Penser hors du cadre, avec désintéressement et conviction, est une nécessité; être courageux, physiquement et intellectuellement, un devoir. Alors que l’évolution de la société tend à rendre ces valeurs anachroniques, il faut un sacré caractère aujourd’hui pour les faire vivre

Judiciarisation, concept «zéro mort», dictature de l’opinion publique… sont autant de facteurs de nature à inhiber les chefs militaires aujourd’hui. Dans le domaine des opérations d’abord, l’environnement juridico-médiatique peut avoir pour effet de «paralyser» les décideurs de tous les niveaux. Sous la pression incontournable des médias, ils devront potentiellement rendre compte de leurs choix devant les tribunaux, ou encore se justifier au gré des émotions erratiques de l’opinion publique. Les suites judiciaires de l’embuscade d’Uzbeen ont ainsi marqué le début d’une nouvelle ère dans ce domaine. À l’heure où la nation hésite encore entre faire de ses morts en opération des héros ou des victimes, assumer la prise d’un risque dans un cadre opérationnel peut avoir pour un chef des répercussions judiciaires.

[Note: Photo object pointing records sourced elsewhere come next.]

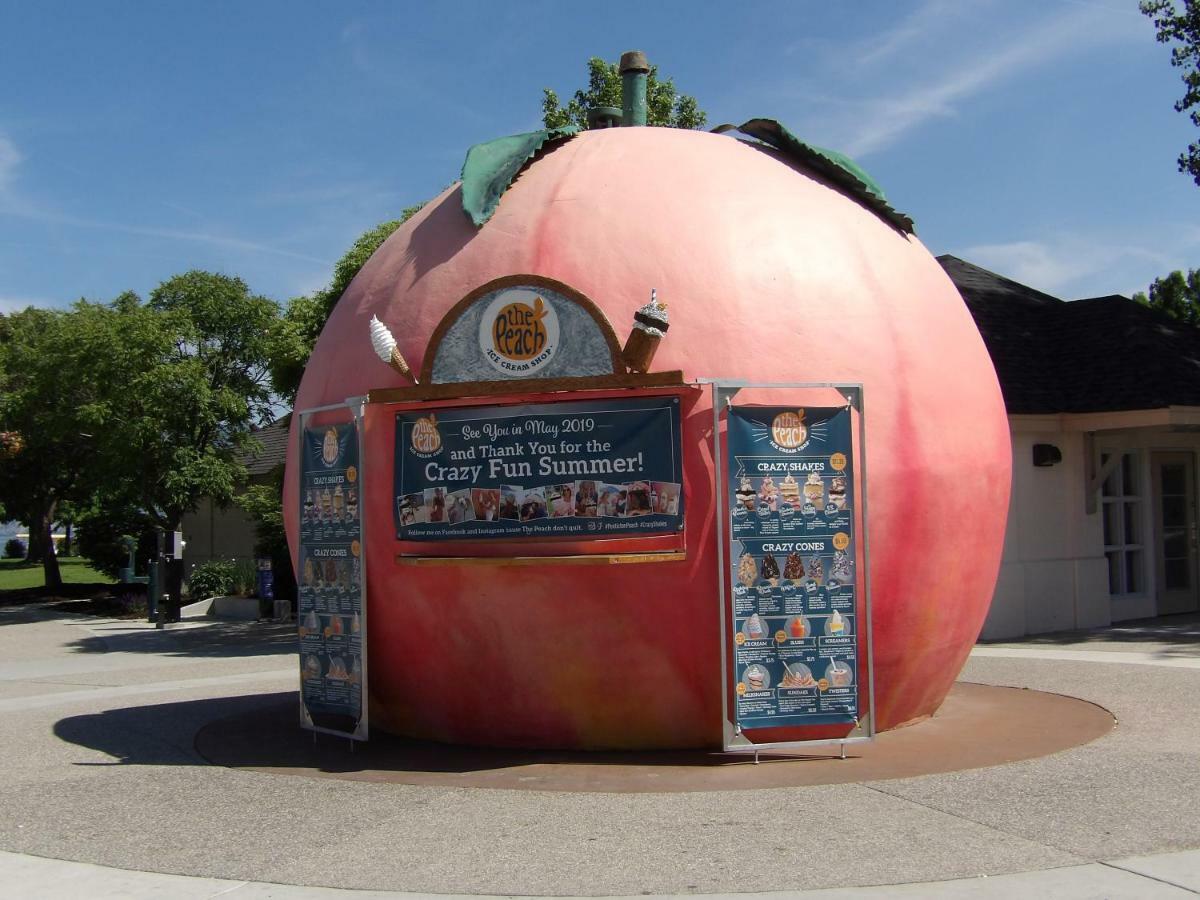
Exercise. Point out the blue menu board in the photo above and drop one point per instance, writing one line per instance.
(792, 587)
(330, 586)
(574, 469)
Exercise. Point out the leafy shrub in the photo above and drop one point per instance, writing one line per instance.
(217, 577)
(245, 580)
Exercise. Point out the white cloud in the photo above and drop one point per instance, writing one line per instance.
(1078, 265)
(946, 61)
(221, 240)
(10, 159)
(16, 304)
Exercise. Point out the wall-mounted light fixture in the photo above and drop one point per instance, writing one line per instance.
(1047, 455)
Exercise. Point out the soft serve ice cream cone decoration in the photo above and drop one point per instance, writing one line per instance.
(384, 346)
(651, 324)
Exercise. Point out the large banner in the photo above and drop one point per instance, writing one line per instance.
(330, 586)
(575, 469)
(792, 565)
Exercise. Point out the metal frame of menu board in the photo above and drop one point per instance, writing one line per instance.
(735, 738)
(357, 408)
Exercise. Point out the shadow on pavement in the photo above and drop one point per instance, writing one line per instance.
(979, 725)
(1181, 634)
(160, 735)
(210, 640)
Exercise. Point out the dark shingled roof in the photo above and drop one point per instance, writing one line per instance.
(1103, 354)
(274, 439)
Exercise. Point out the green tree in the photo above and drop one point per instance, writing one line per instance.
(192, 412)
(1180, 27)
(664, 106)
(66, 376)
(1175, 294)
(306, 316)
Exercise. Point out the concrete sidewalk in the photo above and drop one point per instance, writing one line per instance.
(100, 768)
(1170, 875)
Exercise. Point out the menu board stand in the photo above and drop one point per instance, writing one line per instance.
(793, 574)
(331, 611)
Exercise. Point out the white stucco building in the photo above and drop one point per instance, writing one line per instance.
(1103, 400)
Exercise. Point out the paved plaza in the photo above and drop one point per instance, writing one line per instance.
(106, 793)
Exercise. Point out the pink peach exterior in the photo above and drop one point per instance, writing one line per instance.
(771, 276)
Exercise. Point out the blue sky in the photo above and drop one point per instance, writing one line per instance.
(141, 139)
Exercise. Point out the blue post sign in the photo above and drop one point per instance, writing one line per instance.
(792, 587)
(330, 615)
(581, 469)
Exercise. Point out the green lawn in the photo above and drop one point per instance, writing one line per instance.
(15, 574)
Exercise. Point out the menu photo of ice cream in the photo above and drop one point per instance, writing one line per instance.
(666, 497)
(587, 498)
(748, 570)
(460, 508)
(756, 678)
(561, 501)
(745, 495)
(533, 504)
(412, 509)
(768, 495)
(841, 569)
(755, 628)
(837, 625)
(486, 502)
(435, 504)
(637, 498)
(838, 492)
(798, 628)
(797, 676)
(611, 502)
(510, 502)
(839, 673)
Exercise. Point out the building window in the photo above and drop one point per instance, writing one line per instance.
(1121, 498)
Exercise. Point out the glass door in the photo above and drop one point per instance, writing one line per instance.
(1175, 520)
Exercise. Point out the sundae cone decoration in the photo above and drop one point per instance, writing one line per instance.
(649, 325)
(385, 348)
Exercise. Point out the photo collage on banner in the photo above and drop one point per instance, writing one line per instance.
(791, 501)
(587, 469)
(330, 586)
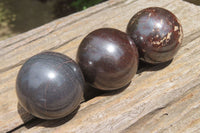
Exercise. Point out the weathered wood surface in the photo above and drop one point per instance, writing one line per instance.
(159, 99)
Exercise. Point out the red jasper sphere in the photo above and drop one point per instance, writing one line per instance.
(157, 33)
(108, 58)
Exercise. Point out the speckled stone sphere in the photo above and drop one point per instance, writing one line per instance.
(108, 58)
(157, 33)
(50, 85)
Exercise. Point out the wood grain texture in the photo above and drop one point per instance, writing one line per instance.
(157, 100)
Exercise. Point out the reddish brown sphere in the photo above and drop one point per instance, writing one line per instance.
(157, 33)
(108, 59)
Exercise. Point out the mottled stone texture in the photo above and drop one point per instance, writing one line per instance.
(50, 85)
(108, 58)
(157, 33)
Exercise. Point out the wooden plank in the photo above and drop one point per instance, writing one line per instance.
(149, 90)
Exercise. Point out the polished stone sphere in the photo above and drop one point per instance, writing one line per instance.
(108, 58)
(157, 33)
(50, 85)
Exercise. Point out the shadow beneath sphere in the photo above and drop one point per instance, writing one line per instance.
(31, 121)
(143, 66)
(196, 2)
(58, 122)
(115, 92)
(91, 92)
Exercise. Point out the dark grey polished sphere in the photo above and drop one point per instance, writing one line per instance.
(50, 85)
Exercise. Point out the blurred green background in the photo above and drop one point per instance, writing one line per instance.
(18, 16)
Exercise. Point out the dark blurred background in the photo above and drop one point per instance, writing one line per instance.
(18, 16)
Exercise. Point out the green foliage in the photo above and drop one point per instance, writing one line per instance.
(6, 16)
(84, 4)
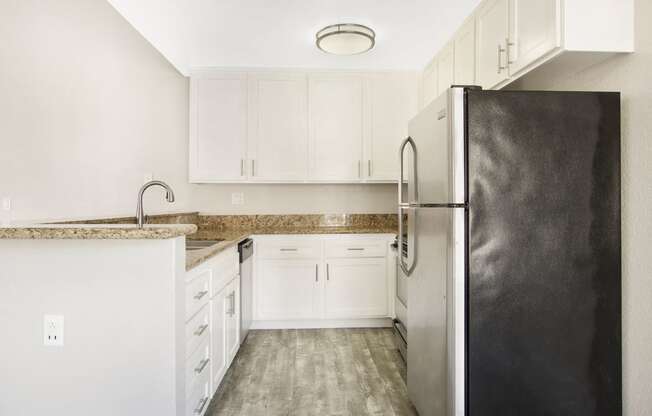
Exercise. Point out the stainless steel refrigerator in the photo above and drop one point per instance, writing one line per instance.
(510, 204)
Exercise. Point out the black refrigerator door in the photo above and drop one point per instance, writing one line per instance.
(544, 270)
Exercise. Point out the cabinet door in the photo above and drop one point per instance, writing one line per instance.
(278, 128)
(392, 102)
(218, 128)
(465, 54)
(535, 30)
(336, 127)
(429, 84)
(492, 24)
(287, 289)
(218, 338)
(446, 68)
(232, 300)
(355, 288)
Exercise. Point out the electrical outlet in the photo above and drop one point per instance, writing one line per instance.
(237, 198)
(53, 330)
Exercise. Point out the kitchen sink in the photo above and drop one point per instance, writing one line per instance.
(199, 244)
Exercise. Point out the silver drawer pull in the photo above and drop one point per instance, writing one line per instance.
(202, 365)
(200, 406)
(201, 330)
(201, 294)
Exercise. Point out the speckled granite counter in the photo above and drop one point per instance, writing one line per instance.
(96, 231)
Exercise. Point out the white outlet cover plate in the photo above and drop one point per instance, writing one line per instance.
(53, 330)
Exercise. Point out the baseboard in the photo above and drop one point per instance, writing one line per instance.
(324, 323)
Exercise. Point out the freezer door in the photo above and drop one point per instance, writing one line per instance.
(438, 136)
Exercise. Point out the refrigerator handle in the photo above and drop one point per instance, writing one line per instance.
(401, 180)
(407, 269)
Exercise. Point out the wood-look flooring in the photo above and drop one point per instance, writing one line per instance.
(316, 372)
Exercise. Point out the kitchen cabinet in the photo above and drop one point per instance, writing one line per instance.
(322, 281)
(287, 289)
(278, 126)
(465, 54)
(232, 319)
(492, 25)
(218, 127)
(429, 89)
(219, 315)
(336, 127)
(392, 101)
(535, 30)
(446, 68)
(355, 288)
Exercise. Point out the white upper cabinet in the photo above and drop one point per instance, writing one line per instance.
(218, 127)
(392, 102)
(492, 24)
(429, 81)
(535, 30)
(446, 68)
(278, 130)
(336, 127)
(465, 54)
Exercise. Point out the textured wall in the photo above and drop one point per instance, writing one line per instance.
(629, 74)
(87, 107)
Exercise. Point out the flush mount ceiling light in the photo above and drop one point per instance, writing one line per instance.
(346, 39)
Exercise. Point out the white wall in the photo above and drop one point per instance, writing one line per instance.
(87, 107)
(629, 74)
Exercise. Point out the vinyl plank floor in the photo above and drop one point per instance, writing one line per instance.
(315, 372)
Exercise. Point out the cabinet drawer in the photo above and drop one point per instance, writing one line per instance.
(197, 330)
(198, 398)
(355, 248)
(198, 366)
(197, 293)
(289, 249)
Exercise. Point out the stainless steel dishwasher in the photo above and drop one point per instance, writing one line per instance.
(246, 251)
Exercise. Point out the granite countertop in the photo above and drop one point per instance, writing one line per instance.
(96, 231)
(234, 236)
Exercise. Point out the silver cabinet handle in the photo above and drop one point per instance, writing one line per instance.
(509, 54)
(202, 364)
(201, 294)
(201, 330)
(500, 59)
(200, 406)
(407, 269)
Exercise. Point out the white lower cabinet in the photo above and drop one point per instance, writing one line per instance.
(287, 288)
(212, 327)
(355, 288)
(321, 280)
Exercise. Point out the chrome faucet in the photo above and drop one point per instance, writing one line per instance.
(169, 196)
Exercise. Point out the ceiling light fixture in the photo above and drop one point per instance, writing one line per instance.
(346, 39)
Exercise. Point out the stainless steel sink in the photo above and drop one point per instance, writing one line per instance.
(199, 244)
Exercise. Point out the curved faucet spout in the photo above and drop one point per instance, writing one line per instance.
(169, 196)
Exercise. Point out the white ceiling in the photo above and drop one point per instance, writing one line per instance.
(281, 33)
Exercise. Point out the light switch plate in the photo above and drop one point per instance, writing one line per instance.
(237, 198)
(53, 330)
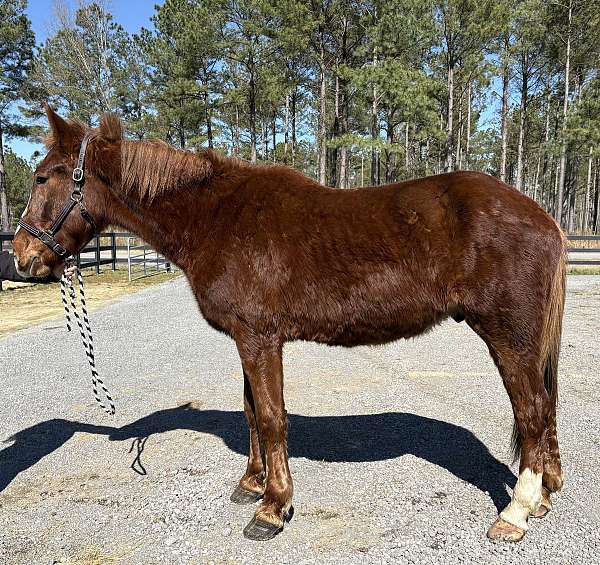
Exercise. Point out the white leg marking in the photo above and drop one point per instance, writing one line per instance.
(526, 499)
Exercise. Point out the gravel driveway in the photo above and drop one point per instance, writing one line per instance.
(399, 453)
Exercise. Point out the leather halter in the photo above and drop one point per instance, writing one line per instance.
(75, 199)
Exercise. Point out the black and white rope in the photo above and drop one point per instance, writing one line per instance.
(66, 284)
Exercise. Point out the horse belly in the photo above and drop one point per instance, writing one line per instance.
(372, 324)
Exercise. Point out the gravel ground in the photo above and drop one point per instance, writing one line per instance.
(399, 453)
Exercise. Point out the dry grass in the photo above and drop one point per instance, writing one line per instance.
(26, 305)
(91, 555)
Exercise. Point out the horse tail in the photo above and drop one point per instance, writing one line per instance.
(550, 337)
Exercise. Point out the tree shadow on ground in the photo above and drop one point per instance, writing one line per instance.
(356, 438)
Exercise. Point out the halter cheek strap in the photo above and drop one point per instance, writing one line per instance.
(76, 199)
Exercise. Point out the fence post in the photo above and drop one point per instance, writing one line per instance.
(98, 254)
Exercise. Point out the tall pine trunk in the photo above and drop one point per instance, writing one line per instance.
(374, 131)
(522, 119)
(450, 121)
(322, 118)
(252, 105)
(504, 118)
(588, 190)
(4, 215)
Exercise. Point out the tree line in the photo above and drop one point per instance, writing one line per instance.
(350, 92)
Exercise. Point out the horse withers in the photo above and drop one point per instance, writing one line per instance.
(272, 256)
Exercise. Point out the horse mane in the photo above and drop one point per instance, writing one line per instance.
(151, 168)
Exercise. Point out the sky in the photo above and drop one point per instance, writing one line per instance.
(131, 14)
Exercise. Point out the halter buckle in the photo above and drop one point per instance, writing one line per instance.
(77, 174)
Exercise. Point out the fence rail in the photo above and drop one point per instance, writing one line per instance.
(109, 248)
(113, 248)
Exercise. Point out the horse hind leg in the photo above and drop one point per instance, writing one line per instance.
(517, 354)
(552, 480)
(530, 407)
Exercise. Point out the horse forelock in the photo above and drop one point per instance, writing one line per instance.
(151, 168)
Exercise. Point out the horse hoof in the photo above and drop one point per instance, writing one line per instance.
(504, 531)
(242, 496)
(258, 530)
(541, 512)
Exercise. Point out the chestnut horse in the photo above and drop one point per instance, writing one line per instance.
(272, 257)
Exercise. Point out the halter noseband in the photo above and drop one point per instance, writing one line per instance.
(76, 198)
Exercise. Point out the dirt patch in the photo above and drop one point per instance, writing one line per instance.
(27, 305)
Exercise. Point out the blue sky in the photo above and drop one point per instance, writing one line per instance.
(131, 14)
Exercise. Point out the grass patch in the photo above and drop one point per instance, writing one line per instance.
(26, 305)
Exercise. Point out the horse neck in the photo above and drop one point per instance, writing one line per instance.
(174, 223)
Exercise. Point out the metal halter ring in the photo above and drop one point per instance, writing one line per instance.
(77, 174)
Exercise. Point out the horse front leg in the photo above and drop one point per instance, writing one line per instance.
(261, 359)
(252, 485)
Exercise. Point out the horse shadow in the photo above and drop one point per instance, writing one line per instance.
(356, 438)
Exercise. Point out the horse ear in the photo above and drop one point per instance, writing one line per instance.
(62, 133)
(111, 128)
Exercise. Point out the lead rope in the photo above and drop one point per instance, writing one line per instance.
(86, 335)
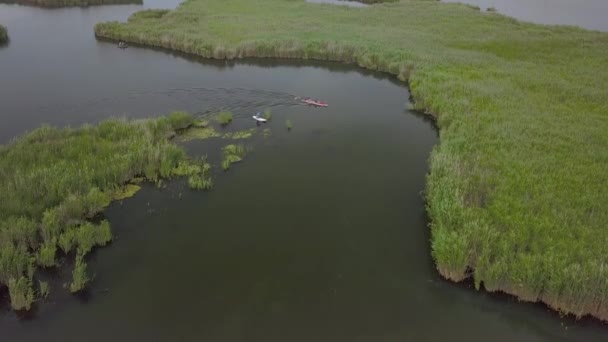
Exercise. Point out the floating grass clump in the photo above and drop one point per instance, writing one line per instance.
(43, 289)
(198, 173)
(52, 181)
(3, 35)
(71, 3)
(244, 134)
(517, 189)
(224, 118)
(197, 133)
(232, 154)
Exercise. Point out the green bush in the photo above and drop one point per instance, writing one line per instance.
(80, 279)
(516, 188)
(232, 154)
(3, 35)
(60, 178)
(44, 289)
(224, 118)
(268, 114)
(21, 293)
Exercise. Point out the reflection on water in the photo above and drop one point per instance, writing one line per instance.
(590, 14)
(320, 235)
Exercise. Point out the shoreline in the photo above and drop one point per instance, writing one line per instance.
(447, 236)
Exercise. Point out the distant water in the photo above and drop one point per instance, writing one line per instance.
(339, 2)
(589, 14)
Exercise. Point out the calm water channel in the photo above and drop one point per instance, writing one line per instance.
(589, 14)
(320, 235)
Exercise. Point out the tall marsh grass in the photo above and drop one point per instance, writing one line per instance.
(53, 180)
(3, 35)
(71, 3)
(518, 185)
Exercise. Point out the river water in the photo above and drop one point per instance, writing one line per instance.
(320, 235)
(589, 14)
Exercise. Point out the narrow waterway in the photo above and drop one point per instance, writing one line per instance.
(320, 235)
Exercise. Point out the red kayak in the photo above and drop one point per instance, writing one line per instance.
(315, 103)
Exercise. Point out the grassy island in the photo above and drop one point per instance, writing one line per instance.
(71, 3)
(53, 183)
(518, 188)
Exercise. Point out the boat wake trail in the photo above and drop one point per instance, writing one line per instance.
(196, 100)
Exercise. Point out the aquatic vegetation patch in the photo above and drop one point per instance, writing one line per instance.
(126, 191)
(232, 153)
(244, 134)
(268, 114)
(198, 173)
(53, 181)
(3, 35)
(197, 133)
(518, 185)
(224, 118)
(70, 3)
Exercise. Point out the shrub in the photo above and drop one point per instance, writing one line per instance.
(80, 278)
(224, 118)
(21, 293)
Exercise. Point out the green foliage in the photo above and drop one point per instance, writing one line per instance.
(53, 180)
(232, 154)
(244, 134)
(3, 35)
(44, 289)
(45, 256)
(517, 187)
(21, 293)
(199, 133)
(180, 120)
(89, 235)
(80, 279)
(268, 114)
(71, 3)
(224, 118)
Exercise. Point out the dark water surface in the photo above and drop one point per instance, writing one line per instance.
(320, 235)
(589, 14)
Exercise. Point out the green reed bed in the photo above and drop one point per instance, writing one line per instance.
(3, 35)
(232, 153)
(224, 118)
(53, 181)
(518, 188)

En outre, la nature des missions assignées aux forces armées peut amplifier ce phénomène d’inhibition. Dans les opérations dites «d’interposition» en particulier, objectifs politiques et militaires semblent parfois contradictoires[iii]. Ainsi, un déploiement militaire sur un théâtre extérieur peut par exemple être endossé politiquement – pour des raisons à la fois diplomatiques, humanitaires ou simplement de contentement de l’opinion publique… –  sans pour autant que les effets attendus sur le terrain soient clairs, d’une part, ni que des pertes dans cette entreprise soient «acceptables», d’autre part.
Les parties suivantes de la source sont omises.